Aussitôt il sauta à bas du lit, et, courant à la fenêtre, il s’empressa de l’ouvrir. Quoique le ciel fût déjà lumineux, la terre demeurait couverte de ténèbres et Raymond ne put qu’entrevoir les deux cavaliers, qui ne tardèrent pas à disparaître au détour du chemin.
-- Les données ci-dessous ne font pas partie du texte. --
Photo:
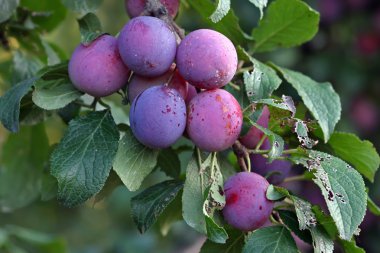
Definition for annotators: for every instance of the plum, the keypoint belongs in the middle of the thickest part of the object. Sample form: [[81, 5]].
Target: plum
[[97, 69], [254, 135], [158, 116], [278, 169], [206, 59], [247, 207], [147, 46], [140, 83], [135, 7], [214, 120]]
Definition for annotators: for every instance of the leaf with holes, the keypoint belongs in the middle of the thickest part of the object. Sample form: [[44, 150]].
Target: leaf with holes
[[147, 206], [360, 154], [337, 180], [83, 159], [133, 161]]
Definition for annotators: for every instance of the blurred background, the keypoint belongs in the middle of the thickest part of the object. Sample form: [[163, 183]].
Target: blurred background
[[345, 52]]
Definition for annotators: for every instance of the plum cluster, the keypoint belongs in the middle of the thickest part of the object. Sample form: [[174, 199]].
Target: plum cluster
[[165, 80], [176, 87]]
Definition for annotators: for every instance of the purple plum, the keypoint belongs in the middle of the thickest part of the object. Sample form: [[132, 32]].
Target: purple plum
[[207, 59], [247, 207], [158, 116], [97, 69], [214, 120], [147, 46]]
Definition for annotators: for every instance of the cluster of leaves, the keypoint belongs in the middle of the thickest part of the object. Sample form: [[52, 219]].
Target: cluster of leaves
[[96, 154]]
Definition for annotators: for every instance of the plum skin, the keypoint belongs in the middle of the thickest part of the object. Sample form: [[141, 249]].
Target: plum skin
[[138, 83], [97, 69], [254, 135], [247, 207], [135, 7], [206, 59], [214, 120], [261, 166], [147, 46], [158, 117]]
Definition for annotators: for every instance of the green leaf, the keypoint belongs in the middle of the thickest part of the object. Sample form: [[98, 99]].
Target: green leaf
[[192, 198], [83, 6], [134, 161], [221, 10], [276, 141], [320, 98], [290, 220], [54, 94], [169, 162], [53, 12], [373, 208], [22, 162], [83, 159], [171, 214], [262, 81], [10, 104], [147, 206], [7, 7], [24, 66], [275, 239], [234, 244], [351, 247], [360, 154], [343, 189], [261, 4], [90, 28], [229, 25], [287, 23]]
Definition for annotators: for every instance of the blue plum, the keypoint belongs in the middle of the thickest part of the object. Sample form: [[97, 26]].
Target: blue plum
[[147, 46], [214, 120], [247, 207], [97, 69], [158, 116], [206, 59]]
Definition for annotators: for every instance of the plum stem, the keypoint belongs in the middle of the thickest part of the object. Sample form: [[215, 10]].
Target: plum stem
[[156, 9]]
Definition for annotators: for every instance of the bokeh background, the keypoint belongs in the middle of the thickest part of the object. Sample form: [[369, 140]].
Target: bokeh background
[[346, 52]]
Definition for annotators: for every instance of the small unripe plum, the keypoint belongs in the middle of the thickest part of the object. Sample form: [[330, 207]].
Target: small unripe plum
[[147, 46], [97, 69], [214, 120], [140, 83], [207, 59], [278, 169], [247, 207], [191, 92], [135, 7], [158, 116], [254, 135]]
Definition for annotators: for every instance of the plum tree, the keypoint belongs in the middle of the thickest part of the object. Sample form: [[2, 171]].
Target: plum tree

Son premier mouvement fut de s’habiller et de les suivre. Mais comment les atteindre ? Avant qu’il eût pu quitter l’auberge, ces gens devaient être loin. D’ailleurs, était-ce bien la voix de Cransac qu’il avait entendue ? Son imagination surexcitée ne l’avait-elle pas induit en erreur ? En y réfléchissant, il demeura convaincu qu’il était dupe d’une illusion.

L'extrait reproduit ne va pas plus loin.